Date
17 December 2017
Ng Hong-mun (inset) says the government was wrong to back down on national education despite protests in 2012. The banner says 'Against "brainwashing" education'. Photos: HKEJ
Ng Hong-mun (inset) says the government was wrong to back down on national education despite protests in 2012. The banner says 'Against "brainwashing" education'. Photos: HKEJ

Pro-Beijing columnist calls for national education in schools

Ng Hong-Mun, a former Hong Kong deputy to the National People’s Congress, has called for the revival of plans to introduce national education to schools, am730 reported Friday.

He said the subject could be an effective way to enhance the knowledge of students about their country and its history.

The Ming Pao Daily columnist said the outbreak of the Occupy movement stemmed from young people’s discontentment with reality and the establishment.

Ng said the continued protests would only make people tired of the political debate and increased the chances of the Legislative Council passing the government-proposed political reform bill.

He described the Occupy protests as riots and doubted that they would end after two days of clearing operations by the police in Mong Kok.

“They could come back any time with any excuse,” Ng said.

The protesters’ requests were too varied, he said.

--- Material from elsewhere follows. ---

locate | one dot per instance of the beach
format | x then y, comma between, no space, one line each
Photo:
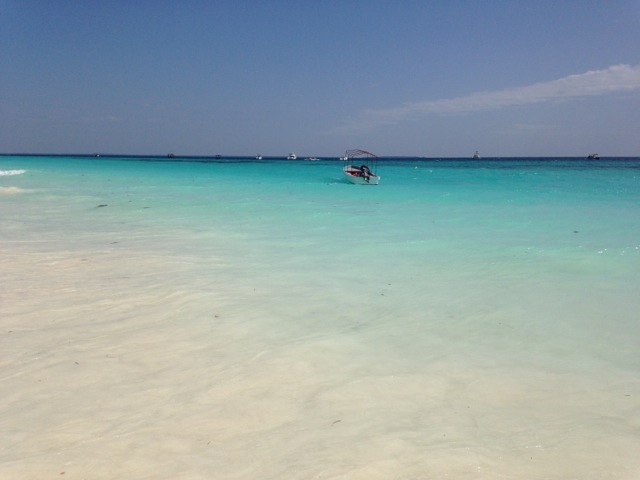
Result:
230,320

“One moment, they wanted the National People’s Congress ruling on August 31 to be withdrawn, and then they wanted Chief Executive Leung Chun-ying to be removed from office the next,” Ng said.

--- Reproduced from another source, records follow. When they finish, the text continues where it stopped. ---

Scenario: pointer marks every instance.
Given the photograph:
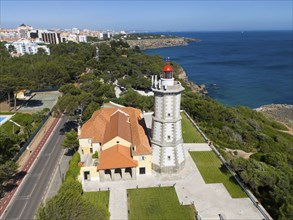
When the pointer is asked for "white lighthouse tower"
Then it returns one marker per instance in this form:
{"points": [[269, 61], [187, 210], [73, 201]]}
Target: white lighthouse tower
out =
{"points": [[167, 143]]}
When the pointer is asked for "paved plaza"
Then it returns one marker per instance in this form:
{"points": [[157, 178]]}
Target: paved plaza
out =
{"points": [[210, 200]]}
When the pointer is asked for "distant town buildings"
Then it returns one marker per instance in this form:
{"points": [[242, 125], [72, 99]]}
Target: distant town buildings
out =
{"points": [[27, 40], [25, 46]]}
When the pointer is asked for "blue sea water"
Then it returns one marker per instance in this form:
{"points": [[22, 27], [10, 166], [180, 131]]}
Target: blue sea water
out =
{"points": [[238, 68]]}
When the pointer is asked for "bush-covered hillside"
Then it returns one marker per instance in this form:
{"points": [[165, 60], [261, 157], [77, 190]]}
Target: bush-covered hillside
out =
{"points": [[268, 172]]}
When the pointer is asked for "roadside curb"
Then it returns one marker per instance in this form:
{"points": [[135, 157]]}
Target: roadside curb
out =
{"points": [[8, 198]]}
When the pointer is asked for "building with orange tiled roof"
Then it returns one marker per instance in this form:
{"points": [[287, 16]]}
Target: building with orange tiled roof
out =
{"points": [[118, 135]]}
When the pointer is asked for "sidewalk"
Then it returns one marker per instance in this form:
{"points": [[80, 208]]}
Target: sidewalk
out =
{"points": [[28, 158], [33, 145], [58, 176]]}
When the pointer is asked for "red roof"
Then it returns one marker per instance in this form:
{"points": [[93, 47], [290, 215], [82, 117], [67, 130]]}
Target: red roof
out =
{"points": [[116, 157], [167, 68]]}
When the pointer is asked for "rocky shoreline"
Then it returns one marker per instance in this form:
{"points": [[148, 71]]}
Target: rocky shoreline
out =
{"points": [[144, 44], [279, 112]]}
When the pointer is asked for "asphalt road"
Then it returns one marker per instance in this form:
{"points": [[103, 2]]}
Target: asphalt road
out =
{"points": [[32, 190]]}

He said the debates over political reform were only an excuse for the younger generation to unleash their frustrations about not being able to buy a flat, the widening wealth gap and their inability to land a good job with reasonable pay.

Ng said the hearts of the Hong Kong people have not been won 17 years after the change of sovereignty.

“The anti-China sentiments do not help,” he said.

Ng said long-term education is the key and disagreed with the government for backing down under public pressure in 2012 from its proposal to introduce national education.

He also criticized the removal of Chinese history from the list of compulsory subjects.

Meanwhile, Ng said Legislative Council president Jasper Tsang Yok-sing is interested in running in the 2017 election for chief executive, but Ng admitted Tsang’s pro-Communist Party background could hurt his chances.